I'm sure you have friends, family, someone in your life who asks how you are, how your kids are, what kinds of things have you all been up to since the last time you saw each other. (At least I hope you do!) This is the story of a mom I met today, she has a little girl with DS as well.
I took the boys to the playground, our usual haunt on an awesomely spring-like day, and as my oldest son ran off to the zip line, I pushed Jeremy over to a bench to give him some lunch, let him play in the sun. (Really I was hoping that I could give both boys lunch at the park and then they would fall asleep on the way home and I could have a few hours of *silence*! But the best laid plans, right?) As I sat on the bench and watched Jeremy throw playground mulch everywhere, I saw a mom with a little girl over by the zip line. I couldn't see the little girl's face, but from her gait to the way she bent over, every bone in me screamed "that little girl has DS!!" I just knew it, like I just know that first latte in the morning is going to calm me down, like I just know how a Cadbury mini egg taste when its not even close to Easter yet! It's not that I identify individuals based on looks or abilities, but I do categorize how I am going to respond to individuals based on commonalities I perceive us to have.

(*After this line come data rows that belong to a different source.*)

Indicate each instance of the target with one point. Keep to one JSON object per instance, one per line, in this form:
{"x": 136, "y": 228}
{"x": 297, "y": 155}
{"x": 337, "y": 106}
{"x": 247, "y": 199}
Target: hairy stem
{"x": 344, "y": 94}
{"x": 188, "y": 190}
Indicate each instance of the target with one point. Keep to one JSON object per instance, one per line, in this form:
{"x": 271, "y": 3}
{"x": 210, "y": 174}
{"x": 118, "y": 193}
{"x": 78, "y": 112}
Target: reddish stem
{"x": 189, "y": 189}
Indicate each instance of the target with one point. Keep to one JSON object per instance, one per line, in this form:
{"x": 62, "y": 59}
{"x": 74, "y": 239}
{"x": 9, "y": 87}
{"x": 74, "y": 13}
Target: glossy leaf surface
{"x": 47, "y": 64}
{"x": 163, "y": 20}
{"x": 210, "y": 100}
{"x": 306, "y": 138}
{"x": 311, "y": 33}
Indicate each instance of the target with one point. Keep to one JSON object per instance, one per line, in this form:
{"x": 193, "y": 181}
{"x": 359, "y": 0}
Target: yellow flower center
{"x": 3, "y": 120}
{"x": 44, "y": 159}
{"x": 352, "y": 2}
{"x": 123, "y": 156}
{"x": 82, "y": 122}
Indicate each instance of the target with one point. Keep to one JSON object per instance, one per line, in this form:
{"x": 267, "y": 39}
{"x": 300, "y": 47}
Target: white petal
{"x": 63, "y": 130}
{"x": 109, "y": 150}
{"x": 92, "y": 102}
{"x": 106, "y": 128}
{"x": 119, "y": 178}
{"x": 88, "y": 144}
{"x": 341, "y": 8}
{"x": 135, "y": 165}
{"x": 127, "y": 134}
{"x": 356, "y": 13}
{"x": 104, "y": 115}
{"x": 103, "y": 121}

She came over to us (for the record I very rarely approach anyone - I don't know how some parents would respond) and introduced herself and her daughter (who by the way has the same name as my sister, which is not common at all!) and she asked about Jeremy. After the initial introductions of our kiddos she asked me, "How is he?"
Isn't that such a loaded question? "How is he?" from any other person that does not share that 47th chromosome in common with our family it seems almost obligatory. And do you know why that is? Because I have found most people don't know enough about DS, or understand all of the medical problems that can be associated with DS, so their question seems to require an answer that is as basic as it can get; "Oh, you know just being like any other pre-two year old... stubborn as hell, destructive too!"
But I think (and this is me, not based on fact or fiction!) that parents of children with special needs, and in this case a 47th chromie, ask this question because they get it. They get how hard it is. They get how scary it is. They get how much it sucks to go to the doctor week after week for weight checks and the scale isn't moving up. They get how hard it is to watch your child trying to learn, and stumbling a lot, and working harder than all the other 46 chromies are. They get the terms CAVC, VSD, ASD, G-tube, hypotonia, clubfoot, etc. They just get it. So you know when you're asked "How is he?" you can answer freely, you can use as many acronyms to describe medical procedures as you want because they probably have experience with it, you can say "we just can't get his nutrition right," "even though he had a CAVC repair he still has a VSD." You can say these things and there is no need to explain what you mean, because they just know.